Pese a que se sabía que esta edición de la Laver Cup iba a girar en torno al retiro del tenis del más grande de todos los tiempos, Roger Federer, la realidad superó con creces a las expectativas. Porque el atiborrado 02 Arena de Londres, vestido de gala para la magna ocasión, sólo sirvió de escenario para ver en acción, por última vez de manera oficial, al King Roger, aunque fuera en un partido de dobles junto a otro grande, Rafael Nadal.
Por SERGIO RIED
Es difícil analizar un partido que se hizo para destacar sólo a uno de los cuatro competidores, pero como hay que dejar de lado las emociones por un rato, y referirnos a un match de tenis, diremos que el binomio estadounidense de Jack Stock y Frances Tiafoe cumplió su tarea de «malos de la película», con profesionalismo, pundonor y sin condescendencia alguna con el homenajeado. A tal punto que Tiafoe estuvo a punto de volarle la cabeza al mismísimo Roger Federer con una feroz derecha al cuerpo, en una devolución de saque de Nadal.

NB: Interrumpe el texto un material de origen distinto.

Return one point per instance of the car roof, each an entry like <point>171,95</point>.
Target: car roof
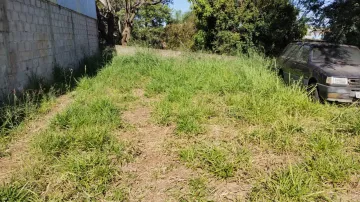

Y que el manacorí sufrió la misma afrenta, gentileza de Stock, quien de paso fue el mejor de los cuatro en las dos horas y 21 minutos de partido.
Si bien el resultado del mismo, favorable a los “villanos» por 5-7, 7-6 y 11-9 (súper tiebreak a 10 puntos), carece de importancia, hay que recalcar el aporte al espectáculo de los representantes del equipo rojo del Resto del Mundo, que lo dieron todo para ganar el partido; aunque al frente estuviera el idolatrado Roger Federer.
Si hubiera que analizar el partido como tal, habría que decir que ni Nadal ni Federer son eximios doblistas, pero que con su calidad individual suplen con creces sus deficiencias en el juego de binomios. Y como se trataba de un homenaje al rey del tenis, hay que decir que éste cumplió con creces su cometido, que era justamente despedir en gloria y majestad al ídolo de todos.
Abrazos, vítores interminables de un público fervoroso que pagó hasta 10 veces el valor real de una entrada para ver por última vez a su ídolo, hasta lagrimones del homenajeado, sus padres y su esposa Mirka, le dieron a esta inolvidable despedida del campeón, un carácter épico. Es tanto lo que se ha dicho, escrito y fotografiado de esta noche mágica y de lo grande e importante para el tenis y el deporte que ha sido Roger Federer, que sólo nos queda decir: ¡Gracias, Roger!